Doch heute ist sein Glückstag, die Dame sagt, er bekomme den Stoff zum halben Preis, da er der erste Kunde sei, der nach Walkstoff frage.

Jonas berechnet schnell überschlagsmäßig, wieviel Meter er für den Umhang benötigen würde. Als Farbe wählt er ein helles Mahagonibraun, dazu kauft er drei altsilberne, schlichte Knöpfe und das passende Garn.

Er bezahlt, verabschiedet sich, tritt auf die Straße und als er nochmals zurückblickt, sieht er einen Mann aus einem hinteren Zimmer zur Frau in den Laden treten. Es ist ein älterer Herr, der ihn an seinen Meister erinnert.

Einbildung denkt er - Schneider sehen eben oft gleich aus - und geht zur Kutschenstation, wo er einige Stunden auf einen freien Platz in der letzten Kutsche warten muss.
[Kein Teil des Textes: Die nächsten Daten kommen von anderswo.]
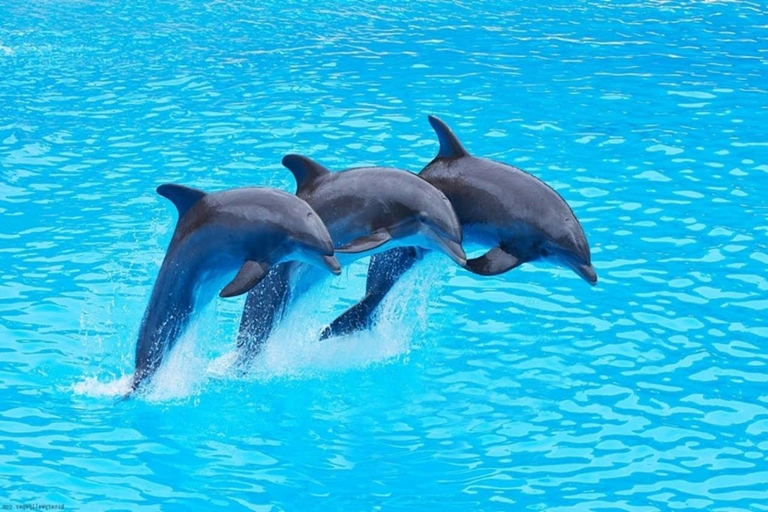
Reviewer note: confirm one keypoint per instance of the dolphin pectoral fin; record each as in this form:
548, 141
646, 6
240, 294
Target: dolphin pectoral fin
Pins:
249, 274
366, 243
494, 262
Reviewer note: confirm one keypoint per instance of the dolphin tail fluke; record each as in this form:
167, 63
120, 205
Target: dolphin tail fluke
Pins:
182, 197
247, 277
494, 262
450, 147
305, 170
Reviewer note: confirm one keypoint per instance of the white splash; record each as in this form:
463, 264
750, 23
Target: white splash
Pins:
293, 350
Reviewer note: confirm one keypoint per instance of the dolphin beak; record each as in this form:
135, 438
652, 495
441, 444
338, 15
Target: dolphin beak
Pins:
452, 249
586, 272
332, 264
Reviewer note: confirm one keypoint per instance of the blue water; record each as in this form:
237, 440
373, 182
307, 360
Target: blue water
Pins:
528, 391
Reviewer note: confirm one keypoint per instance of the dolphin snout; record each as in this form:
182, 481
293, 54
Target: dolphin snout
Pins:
586, 272
332, 264
451, 248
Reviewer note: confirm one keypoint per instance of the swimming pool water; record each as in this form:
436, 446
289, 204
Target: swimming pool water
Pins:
528, 391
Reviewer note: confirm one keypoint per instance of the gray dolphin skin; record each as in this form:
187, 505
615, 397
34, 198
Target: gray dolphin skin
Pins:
230, 237
520, 217
366, 210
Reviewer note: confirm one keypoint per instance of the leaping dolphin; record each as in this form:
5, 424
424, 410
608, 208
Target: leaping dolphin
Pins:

Er kommt weit nach Mitternacht zuhause an und macht sich auch gleich ans Nähen.

Der Walkstoff ist anders, weicher, wärmer, in der Verarbeitung fast schon entgegenkommend. Er zeichnet, schneidet, zeichnet nochmals nach und wählt eine extravagante Position für die Knöpfe. Nach wenigen Stunden ist der Umhang fertig, in der Zeitung hat er gelesen, diese Art von modernem Umhang heiße Cape.

Zum Abschluss hängt er das Cape auf die Puppe, um zu sehen, wie der Stoff fällt.

Schön ist es geworden, wirklich gut gelungen.

Und wie er es so betrachtet, übermannt ihn die Müdigkeit und er schläft am Tisch im Laden ein.

Die Puppe in ihrem neuen Gewand bleibt im Schaufenster stehen und blickt in eine Winternacht, die der Schnee weiß eingefärbt hat.